Another approach might be the use of antisense oligodeoxynucleotides targeting PDE4, which could be delivered by the inhaled route. The positive results obtained in the successful targeting of the adenosine A1 receptor in a rabbit model of allergic inflammation (Nyce and Metzger 1997) illustrates the potential of this approach. A preclinical study has demonstrated that antisense oligonucleotides against mRNA for PDE4B/4D and PDE7 delivered topically to the lung by the endotracheal route of administration suppressed inflammation following 2 weeks of cigarette smoke exposure in mice (Fortin et al. 2009). The advantage of this technique is that side effects such as nausea and emesis are likely to be avoided. Alternatively, the recently identified allosteric modulators of PDE4 are proposed to confer lower emetic potential because despite only partially inhibiting PDE4 activity, the effect is nonetheless sufficient to inhibit inflammatory cell activity completely (Burgin et al. 2010). This is an important possibility that could be exploited in the discovery of nonemetic PDE4 inhibitors for the treatment of inflammatory diseases.

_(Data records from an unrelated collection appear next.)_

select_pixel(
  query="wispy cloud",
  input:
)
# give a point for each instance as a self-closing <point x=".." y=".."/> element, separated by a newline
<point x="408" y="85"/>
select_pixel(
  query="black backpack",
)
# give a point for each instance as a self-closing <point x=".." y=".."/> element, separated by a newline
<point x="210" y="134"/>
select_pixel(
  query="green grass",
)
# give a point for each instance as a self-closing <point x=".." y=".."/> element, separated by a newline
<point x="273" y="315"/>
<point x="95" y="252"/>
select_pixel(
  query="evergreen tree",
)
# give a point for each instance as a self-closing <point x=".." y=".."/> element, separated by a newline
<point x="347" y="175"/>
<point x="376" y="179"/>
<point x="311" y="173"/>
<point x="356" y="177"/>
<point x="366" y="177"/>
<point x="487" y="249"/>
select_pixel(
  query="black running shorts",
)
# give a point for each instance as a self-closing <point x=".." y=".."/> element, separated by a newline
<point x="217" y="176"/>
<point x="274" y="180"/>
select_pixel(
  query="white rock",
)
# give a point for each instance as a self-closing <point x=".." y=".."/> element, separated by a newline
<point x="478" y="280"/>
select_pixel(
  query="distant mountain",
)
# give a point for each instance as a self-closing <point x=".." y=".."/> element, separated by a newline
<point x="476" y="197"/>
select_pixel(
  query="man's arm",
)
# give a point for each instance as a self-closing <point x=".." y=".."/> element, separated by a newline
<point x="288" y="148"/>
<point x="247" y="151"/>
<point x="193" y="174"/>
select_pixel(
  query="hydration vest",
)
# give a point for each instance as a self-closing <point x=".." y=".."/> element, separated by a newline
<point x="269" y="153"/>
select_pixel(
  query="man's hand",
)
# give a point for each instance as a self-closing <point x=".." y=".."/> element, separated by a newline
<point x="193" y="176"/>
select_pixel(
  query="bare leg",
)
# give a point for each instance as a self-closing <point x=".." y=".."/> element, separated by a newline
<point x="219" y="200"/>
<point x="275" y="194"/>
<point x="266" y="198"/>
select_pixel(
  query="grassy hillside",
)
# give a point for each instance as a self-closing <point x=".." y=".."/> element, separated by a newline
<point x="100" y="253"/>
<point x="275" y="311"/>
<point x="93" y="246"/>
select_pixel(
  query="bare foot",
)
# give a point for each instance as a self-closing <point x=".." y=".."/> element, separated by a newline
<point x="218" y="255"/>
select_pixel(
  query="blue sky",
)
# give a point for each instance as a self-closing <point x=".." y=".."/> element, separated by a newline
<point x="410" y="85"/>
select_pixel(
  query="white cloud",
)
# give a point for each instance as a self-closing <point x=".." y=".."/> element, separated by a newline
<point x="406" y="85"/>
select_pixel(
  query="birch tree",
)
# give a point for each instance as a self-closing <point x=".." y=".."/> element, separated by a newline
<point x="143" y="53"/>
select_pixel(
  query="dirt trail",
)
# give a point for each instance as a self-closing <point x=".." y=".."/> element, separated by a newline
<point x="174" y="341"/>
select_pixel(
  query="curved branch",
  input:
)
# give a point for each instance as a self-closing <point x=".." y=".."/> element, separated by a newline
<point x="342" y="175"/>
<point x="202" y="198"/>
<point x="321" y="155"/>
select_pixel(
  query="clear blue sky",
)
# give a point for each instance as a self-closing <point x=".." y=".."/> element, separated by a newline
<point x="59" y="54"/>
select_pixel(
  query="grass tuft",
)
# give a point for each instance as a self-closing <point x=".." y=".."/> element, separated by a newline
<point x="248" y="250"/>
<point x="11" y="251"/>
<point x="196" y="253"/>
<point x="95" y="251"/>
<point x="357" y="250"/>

Another reason that targeting PDE4 alone may not fully resolve airway inflammation is the fact that there are other PDE types exist in structural and inflammatory cells in the lung (Table 1). Therefore, targeting multiple PDEs may be required for optimal anti-inflammatory action. For example, the macrophage is viewed as a critical cell type in the pathogenesis of COPD (Barnes 2008); however, the ability of these cells to release TNFα in response to endotoxin was only inhibited to a small degree by PDE4 inhibitors (Hatzelmann and Schudt 2001) and the potential functional involvement of PDE3 and PDE7 in these cells cannot be completely ignored. The inhibitory action of PDE4 inhibitors on the cellular activity of CD8+ T-lymphocytes and macrophages was significantly increased in the presence of PDE7 selective inhibitors (Smith et al. 2004). Similarly, combined PDE3 and PDE4 inhibitor in a single molecule offers the advantage of delivering a bronchodilator and anti-inflammatory substance. Moreover, it is likely that retention of the inhibitor within the lung may be required in order to maintain anti-inflammatory activity with the airways (Boswell-Smith et al. 2006a).

8 Conclusion

A number of clinical trials assessing the efficacy of PDE4 inhibitors for the treatment of inflammatory disease including asthma, COPD, atopic dermatitis, and psoriasis have demonstrated moderate success. However, the dose-limiting side effects such as nausea, emesis, and headache potentially limit the utility of these drugs. Importantly, there are examples of PDE4 inhibitors that have low emetogenic potential, although the molecular basis of this phenomenon remains to be established. Other strategies include topical delivery (e.g., inhalation for administration to the lung; direct application to the skin), development of subtype selective PDE4 inhibitors, use of mixed PDE inhibitors, interference with PDE4 activation, targeting proteins that are involved in locating PDE4 to specific microcellular domains and finally the potential for use of antisense oligonucleotides may offer another solution to the problem of targeting PDE4 in inflammation is a cause for optimism.

Conflict of Interest.

The authors are consultants for Veronapharma plc who are developing RPL554 as a novel inhaled PDE3/4 inhibitor for the treatment of inflammatory airways disease. CP is also a founder and has equity in Veronapharma plc.